Research Computing Services (RCS) at Boston University has one immediate opening for a well qualified candidate to join our group and support BU’s research computing community.
For over 35 years RCS has provided consulting, training, and infrastructure support to thousands of researchers on the Charles River and Medical Campuses. RCS supports a wide range of disciplines from the Physical Sciences and Engineering to emerging computational communities such as Biostatistics, Bioinformatics, Genomics, Neuroscience, Machine Learning, Public and Global Health, Economics, Finance, Social Sciences, Microbiology, and Infectious Diseases. RCS manages the University’s Shared Computing Cluster (SCC) a Linux cluster with over 18,000 CPU cores, 300 GPUs, and 6.5 PB of disk for research data. RCS serves over 2,400 researchers in over 720 projects from more than 80 departments and centers at the University. Additionally, RCS manages much of the Northeast ATLAS Tier 2 center facilities including 5,500 CPU cores and 4.7 PB of storage. The ATLAS cluster serves more than 3,000 researchers world-wide.
Boston University is a founding member of the Massachusetts Green High-Performance Computing Center (MGHPCC) along with Harvard, MIT, Northeastern and the University of Massachusetts.

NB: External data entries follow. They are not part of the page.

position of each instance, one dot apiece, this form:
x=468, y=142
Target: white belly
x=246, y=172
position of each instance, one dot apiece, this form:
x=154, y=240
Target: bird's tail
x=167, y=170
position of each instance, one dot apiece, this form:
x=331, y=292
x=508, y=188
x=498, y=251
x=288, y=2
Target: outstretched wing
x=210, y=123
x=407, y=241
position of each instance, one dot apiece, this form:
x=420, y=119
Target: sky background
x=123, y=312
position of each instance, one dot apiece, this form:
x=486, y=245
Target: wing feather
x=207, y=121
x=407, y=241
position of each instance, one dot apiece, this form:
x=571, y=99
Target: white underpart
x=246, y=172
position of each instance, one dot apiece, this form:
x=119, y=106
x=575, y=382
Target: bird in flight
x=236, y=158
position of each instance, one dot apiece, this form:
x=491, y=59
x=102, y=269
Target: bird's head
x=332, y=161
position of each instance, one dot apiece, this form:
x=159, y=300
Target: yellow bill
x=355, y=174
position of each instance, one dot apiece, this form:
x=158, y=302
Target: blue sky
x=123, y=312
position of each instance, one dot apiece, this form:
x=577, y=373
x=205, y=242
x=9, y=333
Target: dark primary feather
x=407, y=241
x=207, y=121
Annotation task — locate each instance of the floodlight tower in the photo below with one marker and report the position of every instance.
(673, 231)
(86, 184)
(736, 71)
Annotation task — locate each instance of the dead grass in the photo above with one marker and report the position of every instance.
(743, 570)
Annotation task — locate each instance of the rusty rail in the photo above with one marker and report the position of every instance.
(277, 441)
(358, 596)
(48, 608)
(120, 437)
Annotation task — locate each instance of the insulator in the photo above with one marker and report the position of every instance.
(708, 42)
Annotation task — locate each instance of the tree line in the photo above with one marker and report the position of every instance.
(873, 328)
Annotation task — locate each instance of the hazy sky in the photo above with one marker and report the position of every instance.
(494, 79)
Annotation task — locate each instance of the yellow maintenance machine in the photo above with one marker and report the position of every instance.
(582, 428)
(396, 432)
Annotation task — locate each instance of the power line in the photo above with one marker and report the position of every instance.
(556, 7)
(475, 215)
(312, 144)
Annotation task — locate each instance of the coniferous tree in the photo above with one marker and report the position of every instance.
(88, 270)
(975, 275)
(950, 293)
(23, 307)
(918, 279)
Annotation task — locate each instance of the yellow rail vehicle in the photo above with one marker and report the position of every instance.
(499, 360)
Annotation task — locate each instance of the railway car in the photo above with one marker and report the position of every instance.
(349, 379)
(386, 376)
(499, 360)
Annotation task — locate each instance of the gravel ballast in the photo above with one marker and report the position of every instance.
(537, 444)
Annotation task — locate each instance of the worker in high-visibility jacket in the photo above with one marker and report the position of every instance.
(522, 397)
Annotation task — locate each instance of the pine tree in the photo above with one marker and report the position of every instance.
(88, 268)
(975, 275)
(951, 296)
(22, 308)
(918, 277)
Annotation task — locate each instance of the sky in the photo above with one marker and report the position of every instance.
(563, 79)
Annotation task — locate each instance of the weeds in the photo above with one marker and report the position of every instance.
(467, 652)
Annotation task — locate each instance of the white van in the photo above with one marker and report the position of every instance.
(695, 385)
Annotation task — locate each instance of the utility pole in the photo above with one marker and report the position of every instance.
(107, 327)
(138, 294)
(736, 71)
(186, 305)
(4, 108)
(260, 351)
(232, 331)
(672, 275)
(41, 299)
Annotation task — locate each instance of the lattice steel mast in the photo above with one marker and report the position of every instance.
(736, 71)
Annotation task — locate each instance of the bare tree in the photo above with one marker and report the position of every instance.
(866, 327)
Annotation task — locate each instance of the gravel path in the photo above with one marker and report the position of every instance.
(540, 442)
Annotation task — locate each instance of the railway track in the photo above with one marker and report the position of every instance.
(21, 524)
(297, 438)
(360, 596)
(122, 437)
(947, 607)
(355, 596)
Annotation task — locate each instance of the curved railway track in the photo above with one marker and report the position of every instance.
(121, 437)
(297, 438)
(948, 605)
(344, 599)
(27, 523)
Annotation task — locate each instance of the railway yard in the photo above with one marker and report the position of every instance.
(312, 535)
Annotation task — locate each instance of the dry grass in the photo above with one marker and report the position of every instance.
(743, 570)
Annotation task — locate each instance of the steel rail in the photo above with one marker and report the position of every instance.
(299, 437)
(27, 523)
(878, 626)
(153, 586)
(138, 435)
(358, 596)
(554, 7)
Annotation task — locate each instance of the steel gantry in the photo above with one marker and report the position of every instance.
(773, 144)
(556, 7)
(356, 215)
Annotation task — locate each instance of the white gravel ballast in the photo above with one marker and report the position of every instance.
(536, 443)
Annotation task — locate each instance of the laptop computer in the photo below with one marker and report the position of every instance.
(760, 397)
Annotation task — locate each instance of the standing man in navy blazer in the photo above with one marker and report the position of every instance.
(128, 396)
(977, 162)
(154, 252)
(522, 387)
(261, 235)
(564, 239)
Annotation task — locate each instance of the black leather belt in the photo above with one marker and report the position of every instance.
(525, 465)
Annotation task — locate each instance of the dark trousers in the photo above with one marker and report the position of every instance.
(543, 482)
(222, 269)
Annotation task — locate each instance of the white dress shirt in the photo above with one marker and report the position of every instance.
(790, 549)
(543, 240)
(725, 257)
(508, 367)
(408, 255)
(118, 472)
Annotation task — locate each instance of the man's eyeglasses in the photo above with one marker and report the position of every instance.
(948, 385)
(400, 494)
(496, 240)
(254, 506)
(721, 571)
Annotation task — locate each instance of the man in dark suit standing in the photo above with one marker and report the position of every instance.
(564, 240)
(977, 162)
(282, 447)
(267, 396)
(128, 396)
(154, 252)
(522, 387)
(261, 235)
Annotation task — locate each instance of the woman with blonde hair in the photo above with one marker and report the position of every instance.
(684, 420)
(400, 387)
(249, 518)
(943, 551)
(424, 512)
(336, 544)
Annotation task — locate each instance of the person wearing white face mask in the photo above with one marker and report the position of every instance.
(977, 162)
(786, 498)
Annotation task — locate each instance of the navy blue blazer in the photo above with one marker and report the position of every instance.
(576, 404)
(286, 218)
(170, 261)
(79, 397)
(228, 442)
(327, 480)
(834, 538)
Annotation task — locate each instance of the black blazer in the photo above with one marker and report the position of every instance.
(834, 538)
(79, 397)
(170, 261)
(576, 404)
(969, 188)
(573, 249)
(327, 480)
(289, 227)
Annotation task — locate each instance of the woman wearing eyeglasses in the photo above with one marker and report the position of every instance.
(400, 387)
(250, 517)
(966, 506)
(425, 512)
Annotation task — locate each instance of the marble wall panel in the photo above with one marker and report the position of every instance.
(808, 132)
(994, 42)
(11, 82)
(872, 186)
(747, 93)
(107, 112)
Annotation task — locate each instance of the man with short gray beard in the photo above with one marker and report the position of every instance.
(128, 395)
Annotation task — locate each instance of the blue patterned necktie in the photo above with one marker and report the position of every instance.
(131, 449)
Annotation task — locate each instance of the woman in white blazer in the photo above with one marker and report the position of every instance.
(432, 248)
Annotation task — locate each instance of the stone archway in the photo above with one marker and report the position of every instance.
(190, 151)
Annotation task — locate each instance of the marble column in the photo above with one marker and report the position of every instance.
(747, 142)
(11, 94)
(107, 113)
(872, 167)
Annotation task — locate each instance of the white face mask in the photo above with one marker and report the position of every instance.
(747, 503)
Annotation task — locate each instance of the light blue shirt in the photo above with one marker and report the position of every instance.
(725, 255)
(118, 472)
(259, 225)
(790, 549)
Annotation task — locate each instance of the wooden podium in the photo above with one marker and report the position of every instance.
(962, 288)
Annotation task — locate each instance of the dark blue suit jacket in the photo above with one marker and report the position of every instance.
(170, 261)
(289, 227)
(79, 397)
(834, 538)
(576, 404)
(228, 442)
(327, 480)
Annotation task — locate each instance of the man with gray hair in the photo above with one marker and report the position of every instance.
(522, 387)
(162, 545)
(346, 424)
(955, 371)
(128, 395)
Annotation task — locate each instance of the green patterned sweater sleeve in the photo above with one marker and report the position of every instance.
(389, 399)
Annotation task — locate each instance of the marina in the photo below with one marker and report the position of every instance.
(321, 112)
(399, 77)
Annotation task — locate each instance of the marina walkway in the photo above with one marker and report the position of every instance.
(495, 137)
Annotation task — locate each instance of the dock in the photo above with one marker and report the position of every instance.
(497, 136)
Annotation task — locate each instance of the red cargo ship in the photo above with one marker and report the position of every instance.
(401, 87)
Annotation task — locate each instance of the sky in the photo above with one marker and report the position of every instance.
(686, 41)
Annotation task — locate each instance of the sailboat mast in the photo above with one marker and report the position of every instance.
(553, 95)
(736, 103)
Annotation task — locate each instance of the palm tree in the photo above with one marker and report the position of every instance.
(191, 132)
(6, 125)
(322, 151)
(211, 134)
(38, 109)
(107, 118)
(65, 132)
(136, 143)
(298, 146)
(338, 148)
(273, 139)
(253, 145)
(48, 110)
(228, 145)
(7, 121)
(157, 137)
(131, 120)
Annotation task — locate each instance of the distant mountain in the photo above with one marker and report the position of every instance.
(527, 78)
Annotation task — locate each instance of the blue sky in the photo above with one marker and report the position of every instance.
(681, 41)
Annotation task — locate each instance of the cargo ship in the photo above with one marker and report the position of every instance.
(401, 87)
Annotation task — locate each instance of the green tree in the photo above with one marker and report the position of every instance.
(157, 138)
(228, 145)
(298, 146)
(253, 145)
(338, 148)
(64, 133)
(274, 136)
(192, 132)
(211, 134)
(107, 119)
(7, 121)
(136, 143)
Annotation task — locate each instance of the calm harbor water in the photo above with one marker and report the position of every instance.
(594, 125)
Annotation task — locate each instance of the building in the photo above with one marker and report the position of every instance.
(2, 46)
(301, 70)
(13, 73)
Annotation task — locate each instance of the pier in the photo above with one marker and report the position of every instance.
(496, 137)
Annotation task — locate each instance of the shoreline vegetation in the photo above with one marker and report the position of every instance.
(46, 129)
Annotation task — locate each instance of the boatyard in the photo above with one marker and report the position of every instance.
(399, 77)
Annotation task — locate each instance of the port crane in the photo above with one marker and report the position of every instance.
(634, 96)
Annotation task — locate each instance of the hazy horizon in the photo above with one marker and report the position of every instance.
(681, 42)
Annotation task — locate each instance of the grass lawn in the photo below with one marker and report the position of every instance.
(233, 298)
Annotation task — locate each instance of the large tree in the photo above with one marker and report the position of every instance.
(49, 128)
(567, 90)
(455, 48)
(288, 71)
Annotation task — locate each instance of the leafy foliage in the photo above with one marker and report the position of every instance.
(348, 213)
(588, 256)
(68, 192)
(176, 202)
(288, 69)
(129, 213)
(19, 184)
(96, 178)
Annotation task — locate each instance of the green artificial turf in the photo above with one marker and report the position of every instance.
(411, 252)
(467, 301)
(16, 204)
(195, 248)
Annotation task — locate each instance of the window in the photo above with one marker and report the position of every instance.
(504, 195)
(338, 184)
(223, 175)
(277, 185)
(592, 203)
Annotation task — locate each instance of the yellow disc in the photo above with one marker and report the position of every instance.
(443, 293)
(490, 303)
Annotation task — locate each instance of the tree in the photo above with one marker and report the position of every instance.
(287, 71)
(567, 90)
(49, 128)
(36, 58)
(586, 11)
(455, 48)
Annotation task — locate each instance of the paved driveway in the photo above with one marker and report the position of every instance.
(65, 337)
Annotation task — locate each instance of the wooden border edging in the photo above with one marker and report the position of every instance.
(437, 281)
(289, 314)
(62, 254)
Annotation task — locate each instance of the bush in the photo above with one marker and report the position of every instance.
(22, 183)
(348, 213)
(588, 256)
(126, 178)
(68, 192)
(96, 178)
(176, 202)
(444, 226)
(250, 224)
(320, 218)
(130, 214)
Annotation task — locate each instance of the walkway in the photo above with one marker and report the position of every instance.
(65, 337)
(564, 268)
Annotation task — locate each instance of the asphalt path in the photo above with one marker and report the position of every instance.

The MGHPCC is a research computing data center which includes 33,000 square feet of computer room space optimized for high performance computing systems, a 19MW power feed, and a high efficiency cooling plant that can support up to 10MW of computing load.
The Research Computing group actively participates in intra- and inter-university collaborations, both regionally and nationally, including participation in the XSEDE Campus Champions program and the Northeast CyberTeam program.
RCS is a major partner in the Massachusetts Open Cloud (MOC), an initiative to build an open alternative to today’s public clouds, as well as the Commonwealth Cloud for Computational Biology (C3DDB), a project which supports research connecting life science with big data analytics. Both of these projects are funded by the Commonwealth of Massachusetts and are collaborations with our partners at the MGHPCC.
Boston University is one of the leading private research and teaching institutions in the world, and one of the largest employers in the city of Boston. With over 35,000 undergraduate and graduate students from more than 130 countries, 10,000 faculty and staff, 17 schools and colleges, and 300 programs of study, our three campuses lead the way in world-class education and innovative research. BU has a rich legacy of serving both greater Boston and the world community.
Boston University’s policies provide for equal opportunity and affirmative action in employment and admission to all programs of the University.
For more information about the Research Computing Services group please visit rcs.bu.edu.
To apply for the open positions, please visit www.bu.edu/hr/jobs/how-to-apply/
As a member of the Research Computing Applications team engage researchers as partners to co-create and co-learn research activities and relevant advanced computing capabilities to provide solutions to facilitate and transform research. Work directly with faculty, staff, and graduate students on complex projects that require in-depth knowledge of scalable parallel programming (MPI, OpenMP, SIMD, GPU) supporting efficient utilization of Boston University’s HPC resources. Provide support for the application of container technology and use of regional and national resources to research workflows. Install, document, and validate existing researcher facing software packages. Provide outreach and training to the university research community. Collaborate with regional and national research computing peers on the fields landscape and best practices.
- Minimum of Master’s Degree in relevant post-secondary education and 3 years of relevant work experience or Doctorate Degree and 1 year of relevant work experience.
- Minimum of 3 years experience and in-depth knowledge of programming in parallel environments (e.g. MPI, OpenMP, and CUDA or OpenCL).
- Demonstrated proficiency in multiple programming languages, particularly C, C++, MATLAB, Python and strong competencies in algorithms and numerical analysis.
- Ability to quickly learn new programming languages and tools.
- Proficiency with parallel/distributed computing on HPC systems (experience with National SuperComputing centers a plus).
- Fluency in Linux scripting and software package installation.
- Strong analytical and personal skills with an ability to manage multiple projects and deliverables, strong attention to detail.
- Excellent organizational and communication skills, and the ability to work well both independently as well as in a team.